Pell, the country's most senior Catholic cleric, was interviewed in Rome by Australian police last October over historical sex assault claims. He strongly denies the allegations and no charges have yet been laid.
The Melbourne Herald Sun this week said a brief of evidence concerning the matter had now been handed to the Director of Public Prosecutions.
It coincided with the final stages of a long-running national inquiry into institutional responses to child sex abuse, which heard on Monday that seven percent of Catholic priests were accused of abusing children between 1950 and 2010.
Pell has appeared before the royal commission three times, once in person and twice via video-link.

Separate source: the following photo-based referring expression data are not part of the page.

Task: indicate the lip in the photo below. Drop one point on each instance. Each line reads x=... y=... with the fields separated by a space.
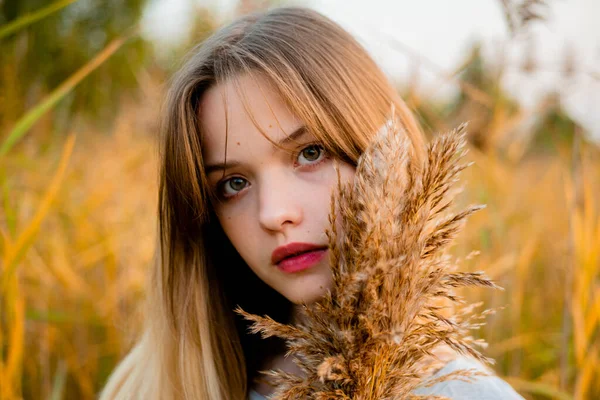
x=297 y=256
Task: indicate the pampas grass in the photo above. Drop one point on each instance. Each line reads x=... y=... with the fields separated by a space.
x=378 y=332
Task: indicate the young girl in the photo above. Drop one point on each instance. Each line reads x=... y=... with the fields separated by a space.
x=252 y=125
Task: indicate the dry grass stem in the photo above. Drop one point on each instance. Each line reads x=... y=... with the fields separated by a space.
x=377 y=333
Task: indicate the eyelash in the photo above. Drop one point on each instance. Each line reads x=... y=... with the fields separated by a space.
x=324 y=157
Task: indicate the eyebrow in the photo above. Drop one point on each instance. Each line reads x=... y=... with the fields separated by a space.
x=296 y=134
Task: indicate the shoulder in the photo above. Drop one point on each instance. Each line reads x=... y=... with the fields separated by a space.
x=482 y=387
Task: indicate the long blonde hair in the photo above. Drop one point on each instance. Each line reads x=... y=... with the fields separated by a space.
x=193 y=345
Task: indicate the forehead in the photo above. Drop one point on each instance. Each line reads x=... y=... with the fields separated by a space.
x=239 y=111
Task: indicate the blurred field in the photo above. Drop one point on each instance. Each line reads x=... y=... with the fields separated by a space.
x=78 y=228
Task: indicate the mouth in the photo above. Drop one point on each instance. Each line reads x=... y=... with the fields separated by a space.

The Greens party on Wednesday filed a motion in the upper house Senate, which was widely supported, calling for him to return to assist police and prosecutors.

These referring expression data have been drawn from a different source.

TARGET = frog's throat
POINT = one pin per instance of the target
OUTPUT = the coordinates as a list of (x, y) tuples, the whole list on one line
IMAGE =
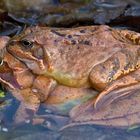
[(67, 79)]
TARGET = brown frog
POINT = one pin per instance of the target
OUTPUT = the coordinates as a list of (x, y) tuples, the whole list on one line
[(31, 89), (100, 57)]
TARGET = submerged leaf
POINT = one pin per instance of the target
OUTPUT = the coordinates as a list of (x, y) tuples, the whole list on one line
[(124, 112)]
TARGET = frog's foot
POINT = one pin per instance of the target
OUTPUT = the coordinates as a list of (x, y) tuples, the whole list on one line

"The Greens have opted for an obvious political stunt while knowing full well Cardinal Pell has consistently cooperated with the royal commission and the Victorian police," his spokesman said in a statement to AFP.
"The suggestion that Cardinal Pell should be accountable for all the wrongdoings of Church personnel throughout Australia over many decades is not only unjust and completely fanciful but also acts to shield those in the Church who should be called to account for their failures."

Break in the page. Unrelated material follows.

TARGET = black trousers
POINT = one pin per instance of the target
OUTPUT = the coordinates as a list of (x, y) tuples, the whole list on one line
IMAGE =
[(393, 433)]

The statement added that Pell had taken "decisive actions to address the evils of abuse".
"Their (the Greens) anti-religion agenda is notorious and most fair-minded Australians would see this motion as pathetic point-scoring," he said.
The Greens said Pell had "done a very good job at avoiding a return to Australia".
"We know that the Victorian police now have allegations of criminal misconduct against Cardinal Pell. It is time he came back to Australia to assist with investigations on this matter," they said in a statement.
The allegations against him came from two men, now in their 40s, who said he groped them in summer 1978-79 at the Eureka pool in Ballarat, Australia, where the cleric grew up and worked.
The allegations were the subject of the police interview in Rome.
The Australian Broadcasting Corporation has also alleged Pell was naked in front of three young boys, believed to be aged eight to 10, in a surf club changing room in summer 1986-87.
There have also reportedly been complaints relating to his time as Archbishop of Melbourne in the 1990s.
During the royal commission, ordered by the government in 2012, Pell admitted he "mucked up" in dealing with paedophile priests in Victoria state in the 1970s.